Investigations on materials removal mechanism during laser-assisted grinding silicon nitride ceramics

Abstract

Abstract Grinding of silicon nitride ceramics has been seen the existence of processing problems such as low processing efficiency and high grinding forces. In response to the problem this paper mainly analyzes the processing mechanism of the laser-assisted grinding process, simulates the grinding process of a single abrasive grain grinding the surface of the silicon nitride microgroove through the coupled simulation of the smooth particle hydrodynamics (SPH), and finite element method (FEM), and analyzes the change of the material removal process with the grinding force and the depth of damage. The simulation results show that the grinding force and damage depth are significantly reduced when the abrasive grain cuts in the position of microgroove proximity due to the change of microstructure on the crack extension direction.
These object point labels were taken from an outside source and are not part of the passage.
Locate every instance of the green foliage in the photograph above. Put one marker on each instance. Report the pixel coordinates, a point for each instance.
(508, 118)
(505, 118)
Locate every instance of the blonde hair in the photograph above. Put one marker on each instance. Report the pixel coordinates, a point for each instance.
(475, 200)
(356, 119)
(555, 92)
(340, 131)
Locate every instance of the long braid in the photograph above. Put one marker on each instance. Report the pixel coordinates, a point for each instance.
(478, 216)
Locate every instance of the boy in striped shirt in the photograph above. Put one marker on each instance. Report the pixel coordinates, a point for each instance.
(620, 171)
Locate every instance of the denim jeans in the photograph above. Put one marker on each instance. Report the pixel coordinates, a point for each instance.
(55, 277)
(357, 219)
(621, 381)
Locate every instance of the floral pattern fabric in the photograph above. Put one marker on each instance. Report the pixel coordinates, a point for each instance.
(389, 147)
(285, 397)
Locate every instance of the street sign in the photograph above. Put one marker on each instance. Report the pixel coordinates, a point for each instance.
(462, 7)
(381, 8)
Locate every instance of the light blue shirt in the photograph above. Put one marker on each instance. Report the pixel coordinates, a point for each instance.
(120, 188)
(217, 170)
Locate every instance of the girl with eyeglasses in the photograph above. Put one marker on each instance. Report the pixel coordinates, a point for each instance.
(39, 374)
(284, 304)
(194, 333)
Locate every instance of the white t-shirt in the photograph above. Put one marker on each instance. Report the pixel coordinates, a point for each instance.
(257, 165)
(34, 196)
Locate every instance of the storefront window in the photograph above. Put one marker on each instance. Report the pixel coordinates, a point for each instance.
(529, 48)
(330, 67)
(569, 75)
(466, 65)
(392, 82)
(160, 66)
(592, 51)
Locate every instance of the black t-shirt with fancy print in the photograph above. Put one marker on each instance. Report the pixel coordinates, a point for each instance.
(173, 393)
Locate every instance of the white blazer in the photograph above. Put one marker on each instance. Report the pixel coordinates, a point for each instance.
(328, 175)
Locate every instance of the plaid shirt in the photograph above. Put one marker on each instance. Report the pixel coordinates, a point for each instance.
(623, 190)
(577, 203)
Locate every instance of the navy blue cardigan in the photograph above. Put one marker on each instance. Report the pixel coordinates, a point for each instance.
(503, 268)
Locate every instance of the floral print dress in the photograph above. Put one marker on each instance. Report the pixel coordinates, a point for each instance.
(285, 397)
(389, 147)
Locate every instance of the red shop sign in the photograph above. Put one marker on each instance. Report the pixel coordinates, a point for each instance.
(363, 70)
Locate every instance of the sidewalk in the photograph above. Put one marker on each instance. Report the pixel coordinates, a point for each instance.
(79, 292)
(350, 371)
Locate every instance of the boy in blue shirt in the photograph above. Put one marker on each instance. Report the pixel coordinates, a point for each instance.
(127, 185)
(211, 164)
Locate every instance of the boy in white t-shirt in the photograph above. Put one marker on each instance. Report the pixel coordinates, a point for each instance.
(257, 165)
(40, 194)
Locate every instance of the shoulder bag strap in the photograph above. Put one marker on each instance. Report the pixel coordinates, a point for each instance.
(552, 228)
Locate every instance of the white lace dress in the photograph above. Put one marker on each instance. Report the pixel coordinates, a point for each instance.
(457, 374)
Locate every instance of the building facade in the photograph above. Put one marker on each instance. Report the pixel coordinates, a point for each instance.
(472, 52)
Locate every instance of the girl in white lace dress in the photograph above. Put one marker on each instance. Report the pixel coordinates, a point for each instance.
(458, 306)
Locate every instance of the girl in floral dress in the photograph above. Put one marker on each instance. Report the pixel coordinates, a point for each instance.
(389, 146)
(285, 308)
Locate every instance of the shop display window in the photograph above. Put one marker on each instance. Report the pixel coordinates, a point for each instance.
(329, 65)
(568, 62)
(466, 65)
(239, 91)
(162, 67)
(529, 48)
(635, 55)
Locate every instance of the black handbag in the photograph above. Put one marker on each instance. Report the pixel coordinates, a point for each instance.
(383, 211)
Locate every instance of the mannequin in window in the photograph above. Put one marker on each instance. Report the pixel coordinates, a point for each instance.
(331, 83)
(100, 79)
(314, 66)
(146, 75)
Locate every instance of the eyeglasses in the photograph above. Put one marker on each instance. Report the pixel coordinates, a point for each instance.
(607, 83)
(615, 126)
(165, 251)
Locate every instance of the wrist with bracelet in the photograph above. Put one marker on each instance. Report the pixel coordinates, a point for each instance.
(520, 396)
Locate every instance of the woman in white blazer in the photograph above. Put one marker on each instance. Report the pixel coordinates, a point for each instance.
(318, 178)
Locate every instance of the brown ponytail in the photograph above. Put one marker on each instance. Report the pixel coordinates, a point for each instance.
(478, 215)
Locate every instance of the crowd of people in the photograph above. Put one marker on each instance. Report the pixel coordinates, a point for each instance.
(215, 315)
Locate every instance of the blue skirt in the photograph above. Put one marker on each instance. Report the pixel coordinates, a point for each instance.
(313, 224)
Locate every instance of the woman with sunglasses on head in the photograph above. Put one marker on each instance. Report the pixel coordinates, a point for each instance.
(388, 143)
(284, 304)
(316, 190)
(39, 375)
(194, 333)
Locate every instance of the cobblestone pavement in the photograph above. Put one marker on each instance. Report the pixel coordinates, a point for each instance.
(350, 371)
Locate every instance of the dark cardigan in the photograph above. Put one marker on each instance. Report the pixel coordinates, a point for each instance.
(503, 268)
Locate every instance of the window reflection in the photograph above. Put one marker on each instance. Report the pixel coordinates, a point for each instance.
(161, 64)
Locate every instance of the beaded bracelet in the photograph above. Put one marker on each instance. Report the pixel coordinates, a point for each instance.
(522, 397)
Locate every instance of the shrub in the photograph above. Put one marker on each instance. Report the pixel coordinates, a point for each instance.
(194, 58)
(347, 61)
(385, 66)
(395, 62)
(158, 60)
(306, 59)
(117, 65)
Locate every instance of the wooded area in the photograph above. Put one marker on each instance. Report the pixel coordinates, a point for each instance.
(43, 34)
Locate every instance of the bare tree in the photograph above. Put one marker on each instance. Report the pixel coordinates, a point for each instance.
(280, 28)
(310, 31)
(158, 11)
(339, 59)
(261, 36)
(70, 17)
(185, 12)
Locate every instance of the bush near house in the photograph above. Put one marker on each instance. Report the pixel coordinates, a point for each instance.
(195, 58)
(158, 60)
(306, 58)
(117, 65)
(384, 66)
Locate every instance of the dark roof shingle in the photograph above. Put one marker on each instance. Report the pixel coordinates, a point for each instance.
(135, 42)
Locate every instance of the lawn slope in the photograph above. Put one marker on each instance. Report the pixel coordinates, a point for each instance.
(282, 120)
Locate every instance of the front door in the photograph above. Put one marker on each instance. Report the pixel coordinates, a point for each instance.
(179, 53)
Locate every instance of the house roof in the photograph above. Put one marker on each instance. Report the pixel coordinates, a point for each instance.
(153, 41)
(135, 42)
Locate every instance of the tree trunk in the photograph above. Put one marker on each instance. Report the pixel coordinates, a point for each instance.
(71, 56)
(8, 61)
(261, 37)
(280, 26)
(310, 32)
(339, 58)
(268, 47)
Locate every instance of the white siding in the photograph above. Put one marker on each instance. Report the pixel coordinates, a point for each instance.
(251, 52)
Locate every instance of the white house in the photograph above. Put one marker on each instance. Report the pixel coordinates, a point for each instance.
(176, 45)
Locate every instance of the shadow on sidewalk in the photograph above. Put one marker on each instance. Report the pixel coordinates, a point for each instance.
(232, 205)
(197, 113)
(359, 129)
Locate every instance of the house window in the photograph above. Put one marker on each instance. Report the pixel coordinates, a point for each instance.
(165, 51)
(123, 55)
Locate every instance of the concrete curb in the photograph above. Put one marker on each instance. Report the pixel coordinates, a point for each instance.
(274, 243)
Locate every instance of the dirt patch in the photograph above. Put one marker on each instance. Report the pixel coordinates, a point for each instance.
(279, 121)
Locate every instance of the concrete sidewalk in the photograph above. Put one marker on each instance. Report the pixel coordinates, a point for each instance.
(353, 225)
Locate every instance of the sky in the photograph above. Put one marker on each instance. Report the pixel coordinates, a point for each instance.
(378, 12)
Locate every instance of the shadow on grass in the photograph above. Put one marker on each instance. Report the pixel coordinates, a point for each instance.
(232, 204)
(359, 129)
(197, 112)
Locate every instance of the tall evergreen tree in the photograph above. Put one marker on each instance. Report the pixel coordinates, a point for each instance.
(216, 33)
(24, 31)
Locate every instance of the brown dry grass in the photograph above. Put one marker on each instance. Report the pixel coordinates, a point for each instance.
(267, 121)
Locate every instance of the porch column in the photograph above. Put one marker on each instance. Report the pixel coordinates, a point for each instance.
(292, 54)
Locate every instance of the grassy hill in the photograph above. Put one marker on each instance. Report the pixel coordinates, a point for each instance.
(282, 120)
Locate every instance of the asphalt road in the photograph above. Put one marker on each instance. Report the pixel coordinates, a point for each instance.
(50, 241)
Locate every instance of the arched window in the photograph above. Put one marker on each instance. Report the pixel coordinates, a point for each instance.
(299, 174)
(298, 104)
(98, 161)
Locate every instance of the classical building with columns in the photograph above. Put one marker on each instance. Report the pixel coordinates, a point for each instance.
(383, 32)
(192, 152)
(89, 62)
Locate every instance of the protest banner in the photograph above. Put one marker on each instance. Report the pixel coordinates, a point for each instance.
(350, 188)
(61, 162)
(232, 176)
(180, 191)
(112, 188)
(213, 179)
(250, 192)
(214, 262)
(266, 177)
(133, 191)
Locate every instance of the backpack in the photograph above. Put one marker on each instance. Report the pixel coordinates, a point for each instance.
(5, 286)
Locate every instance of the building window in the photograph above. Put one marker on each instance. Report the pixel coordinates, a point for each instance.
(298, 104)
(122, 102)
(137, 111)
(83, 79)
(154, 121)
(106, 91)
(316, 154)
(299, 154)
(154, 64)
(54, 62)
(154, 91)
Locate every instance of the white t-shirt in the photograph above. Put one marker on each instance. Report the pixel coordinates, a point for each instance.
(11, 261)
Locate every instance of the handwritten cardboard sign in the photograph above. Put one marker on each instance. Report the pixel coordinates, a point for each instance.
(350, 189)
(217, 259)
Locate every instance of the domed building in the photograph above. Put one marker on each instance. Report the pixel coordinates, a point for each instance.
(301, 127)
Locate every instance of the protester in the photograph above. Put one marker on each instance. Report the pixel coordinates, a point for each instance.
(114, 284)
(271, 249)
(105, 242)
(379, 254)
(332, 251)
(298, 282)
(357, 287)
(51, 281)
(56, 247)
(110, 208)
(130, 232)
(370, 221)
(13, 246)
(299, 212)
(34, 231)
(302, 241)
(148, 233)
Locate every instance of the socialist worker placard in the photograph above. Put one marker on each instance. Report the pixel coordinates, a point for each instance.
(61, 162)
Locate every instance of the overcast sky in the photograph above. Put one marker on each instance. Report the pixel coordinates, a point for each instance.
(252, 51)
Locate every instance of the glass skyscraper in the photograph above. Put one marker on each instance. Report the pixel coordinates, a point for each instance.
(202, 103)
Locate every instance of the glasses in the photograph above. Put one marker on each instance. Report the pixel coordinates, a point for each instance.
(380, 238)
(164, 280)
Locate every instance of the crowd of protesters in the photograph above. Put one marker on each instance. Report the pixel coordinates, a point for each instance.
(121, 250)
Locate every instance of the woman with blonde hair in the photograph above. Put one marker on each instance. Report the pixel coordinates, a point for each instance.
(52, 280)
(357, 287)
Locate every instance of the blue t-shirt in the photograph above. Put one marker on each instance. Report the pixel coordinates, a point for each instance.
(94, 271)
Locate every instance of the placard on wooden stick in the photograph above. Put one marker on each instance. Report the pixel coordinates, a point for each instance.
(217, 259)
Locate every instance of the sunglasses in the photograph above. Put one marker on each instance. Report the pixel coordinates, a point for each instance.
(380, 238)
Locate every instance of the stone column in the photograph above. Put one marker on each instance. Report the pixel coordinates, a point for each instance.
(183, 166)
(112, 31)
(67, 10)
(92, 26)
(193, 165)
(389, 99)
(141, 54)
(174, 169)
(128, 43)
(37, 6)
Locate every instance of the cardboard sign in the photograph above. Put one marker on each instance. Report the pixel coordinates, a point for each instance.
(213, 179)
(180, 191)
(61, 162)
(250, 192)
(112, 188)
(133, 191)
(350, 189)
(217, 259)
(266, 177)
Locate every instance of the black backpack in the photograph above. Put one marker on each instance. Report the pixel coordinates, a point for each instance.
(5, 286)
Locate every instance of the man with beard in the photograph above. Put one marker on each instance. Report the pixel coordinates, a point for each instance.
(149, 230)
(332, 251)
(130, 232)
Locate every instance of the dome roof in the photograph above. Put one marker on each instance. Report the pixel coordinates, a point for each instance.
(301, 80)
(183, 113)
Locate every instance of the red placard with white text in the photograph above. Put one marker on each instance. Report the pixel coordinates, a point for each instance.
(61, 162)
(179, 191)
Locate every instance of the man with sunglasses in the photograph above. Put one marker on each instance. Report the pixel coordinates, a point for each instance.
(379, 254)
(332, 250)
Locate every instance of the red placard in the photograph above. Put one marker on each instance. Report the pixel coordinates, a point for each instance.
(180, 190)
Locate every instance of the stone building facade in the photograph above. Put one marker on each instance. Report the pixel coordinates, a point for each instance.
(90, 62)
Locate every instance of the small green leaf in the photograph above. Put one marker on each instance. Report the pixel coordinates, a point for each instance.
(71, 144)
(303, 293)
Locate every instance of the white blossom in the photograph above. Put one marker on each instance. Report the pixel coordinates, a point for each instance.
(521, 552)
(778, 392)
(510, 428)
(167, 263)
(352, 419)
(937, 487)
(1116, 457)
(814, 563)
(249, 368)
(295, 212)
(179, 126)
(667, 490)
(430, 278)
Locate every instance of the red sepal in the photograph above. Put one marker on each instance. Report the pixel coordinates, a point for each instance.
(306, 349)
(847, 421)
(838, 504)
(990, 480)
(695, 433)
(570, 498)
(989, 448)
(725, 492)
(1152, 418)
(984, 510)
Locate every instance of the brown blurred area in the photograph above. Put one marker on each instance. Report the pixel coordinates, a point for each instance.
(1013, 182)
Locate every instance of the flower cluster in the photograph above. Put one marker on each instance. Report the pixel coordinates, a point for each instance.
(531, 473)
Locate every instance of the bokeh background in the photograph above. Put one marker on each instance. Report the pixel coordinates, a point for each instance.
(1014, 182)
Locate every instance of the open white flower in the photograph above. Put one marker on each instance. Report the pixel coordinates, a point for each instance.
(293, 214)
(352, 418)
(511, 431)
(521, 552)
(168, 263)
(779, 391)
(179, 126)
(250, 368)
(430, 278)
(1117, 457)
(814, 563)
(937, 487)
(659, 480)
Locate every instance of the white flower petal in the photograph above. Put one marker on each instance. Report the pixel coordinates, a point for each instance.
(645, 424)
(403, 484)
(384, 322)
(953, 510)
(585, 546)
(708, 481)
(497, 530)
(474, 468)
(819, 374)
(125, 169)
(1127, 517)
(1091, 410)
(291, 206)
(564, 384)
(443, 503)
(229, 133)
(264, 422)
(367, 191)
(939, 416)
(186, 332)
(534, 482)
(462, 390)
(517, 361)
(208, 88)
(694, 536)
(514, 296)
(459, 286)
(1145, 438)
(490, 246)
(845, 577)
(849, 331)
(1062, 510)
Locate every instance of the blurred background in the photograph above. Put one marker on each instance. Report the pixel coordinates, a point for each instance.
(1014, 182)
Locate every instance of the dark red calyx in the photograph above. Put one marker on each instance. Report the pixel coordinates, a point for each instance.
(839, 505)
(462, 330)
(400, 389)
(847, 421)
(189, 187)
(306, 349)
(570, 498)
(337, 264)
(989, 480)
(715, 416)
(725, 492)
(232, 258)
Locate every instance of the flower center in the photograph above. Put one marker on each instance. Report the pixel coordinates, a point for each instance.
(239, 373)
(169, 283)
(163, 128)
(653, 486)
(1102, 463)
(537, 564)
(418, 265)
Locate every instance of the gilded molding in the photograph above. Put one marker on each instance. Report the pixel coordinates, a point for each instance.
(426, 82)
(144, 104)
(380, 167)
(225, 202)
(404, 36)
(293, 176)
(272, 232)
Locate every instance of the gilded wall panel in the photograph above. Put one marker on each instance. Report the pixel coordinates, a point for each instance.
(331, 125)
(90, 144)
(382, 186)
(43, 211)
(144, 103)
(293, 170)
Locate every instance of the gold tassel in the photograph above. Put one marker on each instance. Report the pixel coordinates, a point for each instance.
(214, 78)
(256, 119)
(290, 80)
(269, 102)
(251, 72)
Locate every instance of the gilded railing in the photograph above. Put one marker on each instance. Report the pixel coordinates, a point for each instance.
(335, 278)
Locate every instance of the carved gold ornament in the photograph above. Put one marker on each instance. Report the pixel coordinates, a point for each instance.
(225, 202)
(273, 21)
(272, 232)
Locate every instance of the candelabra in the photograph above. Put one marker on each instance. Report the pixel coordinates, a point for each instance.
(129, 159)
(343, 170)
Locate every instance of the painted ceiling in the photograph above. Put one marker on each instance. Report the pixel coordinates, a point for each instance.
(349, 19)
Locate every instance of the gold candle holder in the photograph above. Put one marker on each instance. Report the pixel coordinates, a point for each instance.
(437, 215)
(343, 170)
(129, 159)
An indentation experiment was carried out on silicon nitride ceramics, when the indenter was pressed in the closer position of the microgroove, the diagonal crack of the indentation would be extended to the side of the microgroove, which showed reasonable agreement with simulation results. It also proved that the laser heat source had a softening effect on the material. Two kinds of microgroove surfaces with different groove spacings were designed, and the laser-induced surfaces were subject to grinding experiments. The experimental results show that compared with the non-groove surface, the micro-grooved surface can significantly reduce the grinding force and improve the machining efficiency, and modifying the parameters of the grinding process can impact the effectiveness of laser-assisted grinding in reducing grinding force.